I just want to underscore the law at fault instead of fueling partisanship.

[0] https://www.congress.gov/bill/114th-congress/house-bill/158

2 comments

>But he said he had never had a problem visiting the US before.

Has he visited the US between that law passing and before Trumps ban without any issues?

From the aftenposten[1] article he was in the US last year, after the law was passed, with same passport and the same stamp and was not stopped or questioned about it.

[1]http://www.aftenposten.no/verden/Bondevik-hadde-iransk-stemp...

If anyone has more knowledge about this let me know but...

I think the decisions about who to detain are typically arbitrary and decided by that particular agent at the time.

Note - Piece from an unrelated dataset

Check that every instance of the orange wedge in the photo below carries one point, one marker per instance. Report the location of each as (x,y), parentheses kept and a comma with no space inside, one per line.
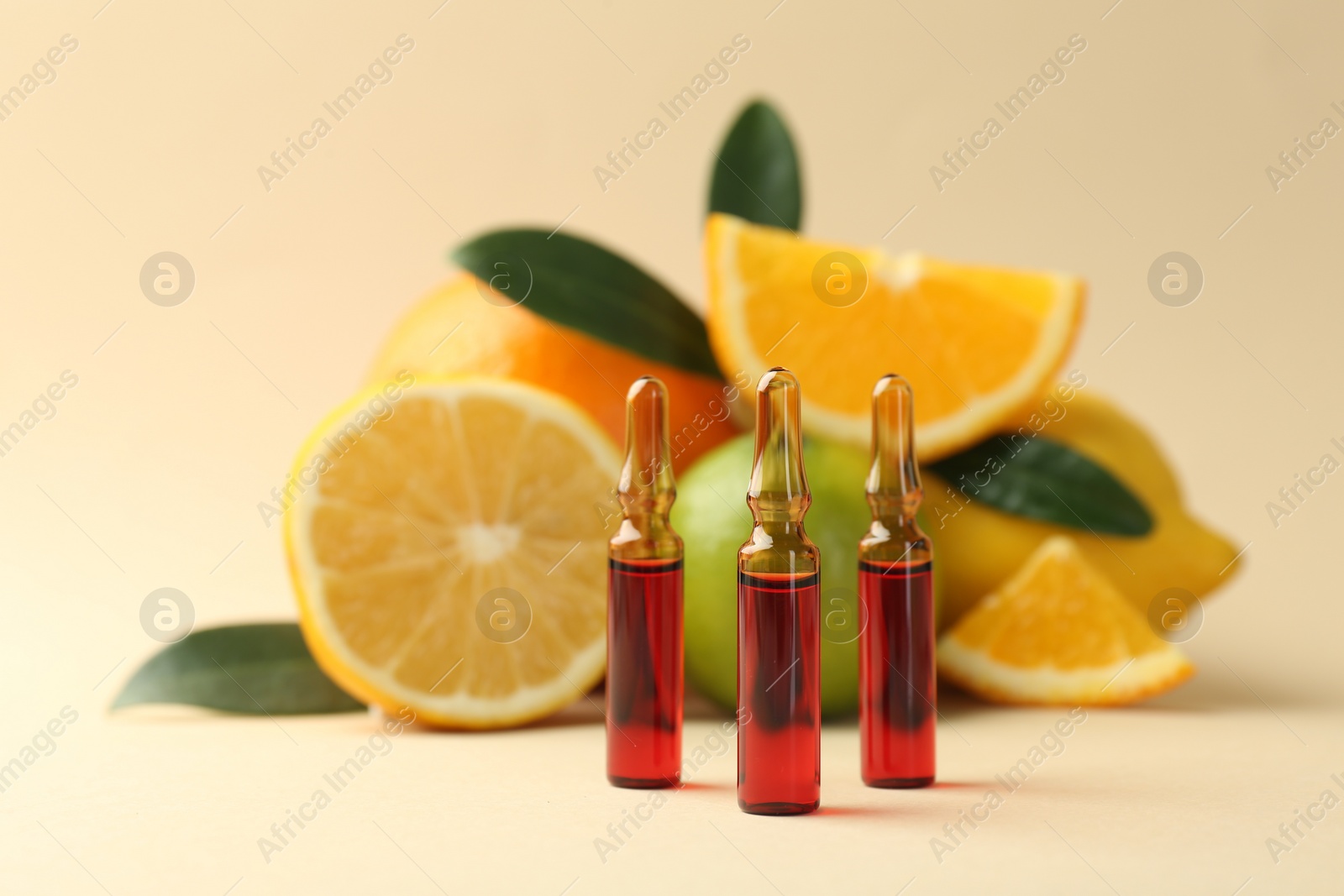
(979,344)
(1059,633)
(447,553)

Difficult to believe that a junior agent dares to stop someone with a Norwegian diplomatic passport.
Not if he's been told by everyone from his immediate superior right on up to the President to stop EVERYONE!!! with an Iranian stamp.
"Please step over here, sir, while I contact my supervisor" is about what I'd expect at worst from a junior agent in this situation.
I kind of agree. I don't know how the process works which is why I'm asking for someone more knowledgeable. But my current understanding is that is how it is done.
So you mean that terrorists just need to create officially looking Norwegian diplomatic passports?
Or pretend to have lost their passport and get a new passport without stamp. Or get a secondary passport that's made available by most governments because of issues like this one.

But you are right in principle. Letting people through because they look important is a big security hole.

There's not a whole lot that border control can do to stop people who are good at making fake passports though.
It could be the change in Admin has prompted them to simply be more diligent about enforcement.

Also detaining the former Norwegian PM would make it look less like they're targeting specific groups.

>Has he visited the US between that law passing and before Trumps ban without any issues?

Doesn't say much, as it only takes a random border idiot to get into that situation -- so you might, or might not, even if before you were coming in without issue.

Yes, same far from defending Trump. But in theory, if DHS would have followed the Obama bill, he should have denied him entry as he can't use VWP anymore.
You are aware that getting a new, clean passport without any trace of his visit to Iran would have cost him less than the efforts of going through, say, getting an ESTA in place?

If customs is triggered by what countries one has visited in the past, know that only someone who has means no harm has these in his or her passport. All others will remove this evidence prior to flying...

I'm surprised he didn't have a second diplomatic passport.

I've always had two standard US Blue passports. All I was required to do to get them was write a explanation as to why I needed it and await approval. The most common reason is travel to Israel and other Middle Eastern countries, keeping them separate reduces some of the headaches.

FWIW, Israel no longer stamps passports.
But do they check the stamps you have?
Ah, haven't been in a few years. Is it because of the above issue?
My understanding is that it was because US travelers with an Israel stamp would have trouble if later trying to visit a country not friendly toward Israel.

I was just there last summer. They gave me a bar-coded receipt in lieu of the passport stamp.

There's still an issue that if you visit Jordan from Israel you get a stamp from Jordan that states the entry point.

I had a conversation about this yesterday and I assumed USA keeps a database of your entries into other countries thus ending this new passport hack. Can anyone confirm this?
How would the US know if a non-US citizen entered Iran if there is no stamp? Keep in mind that this law does not apply to US citizens.